In berndbischl/mlr: Machine Learning in R

library("mlr")
library("BBmisc")
library("ParamHelpers")

# show grouped code output instead of single lines
knitr::opts_chunk$set(collapse = TRUE)

Function makeImputeMethod() permits to create your own imputation method. For this purpose you need to specify a learn function that extracts the necessary information and an impute function that does the actual imputation. The learn and impute functions both have at least the following formal arguments:

data is a base::data.frame() with missing values in some features.
col indicates the feature to be imputed.
target indicates the target variable(s) in a supervised learning task.
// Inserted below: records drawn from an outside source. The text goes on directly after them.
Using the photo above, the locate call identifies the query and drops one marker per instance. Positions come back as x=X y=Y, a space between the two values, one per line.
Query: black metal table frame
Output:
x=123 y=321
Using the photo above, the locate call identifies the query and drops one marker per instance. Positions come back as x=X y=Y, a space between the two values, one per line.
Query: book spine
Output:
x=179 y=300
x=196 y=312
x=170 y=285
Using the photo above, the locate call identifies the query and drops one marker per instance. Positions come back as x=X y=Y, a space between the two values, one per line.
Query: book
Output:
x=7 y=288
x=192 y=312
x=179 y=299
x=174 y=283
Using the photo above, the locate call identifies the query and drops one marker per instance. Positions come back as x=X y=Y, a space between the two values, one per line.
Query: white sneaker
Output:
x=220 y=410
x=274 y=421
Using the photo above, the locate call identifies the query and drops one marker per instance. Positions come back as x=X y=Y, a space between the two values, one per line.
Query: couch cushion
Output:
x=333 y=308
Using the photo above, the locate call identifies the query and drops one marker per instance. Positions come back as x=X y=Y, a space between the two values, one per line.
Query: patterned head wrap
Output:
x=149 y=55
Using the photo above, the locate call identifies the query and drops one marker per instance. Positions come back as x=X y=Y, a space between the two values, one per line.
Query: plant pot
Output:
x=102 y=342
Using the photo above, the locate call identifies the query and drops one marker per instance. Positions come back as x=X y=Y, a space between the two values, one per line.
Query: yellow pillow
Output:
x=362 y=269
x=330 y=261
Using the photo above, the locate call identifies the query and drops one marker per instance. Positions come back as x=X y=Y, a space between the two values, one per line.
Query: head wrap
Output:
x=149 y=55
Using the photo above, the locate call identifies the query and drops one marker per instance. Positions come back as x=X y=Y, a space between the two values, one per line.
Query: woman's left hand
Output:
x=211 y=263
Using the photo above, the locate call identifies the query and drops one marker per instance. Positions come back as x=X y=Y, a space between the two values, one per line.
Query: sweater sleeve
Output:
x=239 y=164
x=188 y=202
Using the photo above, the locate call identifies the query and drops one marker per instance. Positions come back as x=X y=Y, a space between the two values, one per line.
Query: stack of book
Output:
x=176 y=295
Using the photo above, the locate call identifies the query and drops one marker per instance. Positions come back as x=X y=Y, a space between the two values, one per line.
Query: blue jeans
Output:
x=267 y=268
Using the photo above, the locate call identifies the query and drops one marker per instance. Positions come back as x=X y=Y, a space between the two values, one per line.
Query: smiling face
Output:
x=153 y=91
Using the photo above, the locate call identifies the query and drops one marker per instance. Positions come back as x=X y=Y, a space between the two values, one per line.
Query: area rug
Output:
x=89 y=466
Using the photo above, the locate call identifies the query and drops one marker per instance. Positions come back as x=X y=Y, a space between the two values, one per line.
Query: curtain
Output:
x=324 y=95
Example: Imputation using the mean

Let's have a look at function imputeMean (imputations()).

showFunctionDef = function(fun, name = sub("^[^:]*:+", "", deparse(substitute(fun)))) {
  l = deparse(fun)
  l[1] = paste(name, l[1], sep = " = ")
  l
}

imputeMean (imputations()) calls the unexported mlr function simpleImpute which is defined as follows.

The learn function calculates the mean of the non-missing observations in column col. The mean is passed via argument const to the impute function that replaces all missing values in feature col.

Writing your own imputation method

Now let's write a new imputation method: A frequently used simple technique for longitudinal data is last observation carried forward (LOCF). Missing values are replaced by the most recent observed value.

In the R code below the learn function determines the last observed value previous to each NA (values) as well as the corresponding number of consecutive NA's (times). The impute function generates a vector by replicating the entries in values according to times and replaces the NA's in feature col.

imputeLOCF = function() {
  makeImputeMethod(
    learn = function(data, target, col) {
      x = data[[col]]
      ind = is.na(x)
      dind = diff(ind)
      lastValue = which(dind == 1) # position of the last observed value previous to NA
      lastNA = which(dind == -1) # position of the last of potentially several consecutive NA's
      values = x[lastValue] # last observed value previous to NA
      times = lastNA - lastValue # number of consecutive NA's
      return(list(values = values, times = times))
    },
    impute = function(data, target, col, values, times) {
      x = data[[col]]
      replace(x, is.na(x), rep(values, times))
    }
  )
}

Note that this function is just for demonstration and is lacking some checks for real-world usage (for example 'What should happen if the first value in x is already missing?'). Below it is used to impute the missing values in features Ozone and Solar.R in the airquality (datasets::airquality()) data set.

data(airquality)
imp = impute(airquality, cols = list(Ozone = imputeLOCF(), Solar.R = imputeLOCF()),
  dummy.cols = c("Ozone", "Solar.R"))
head(imp$data, 10)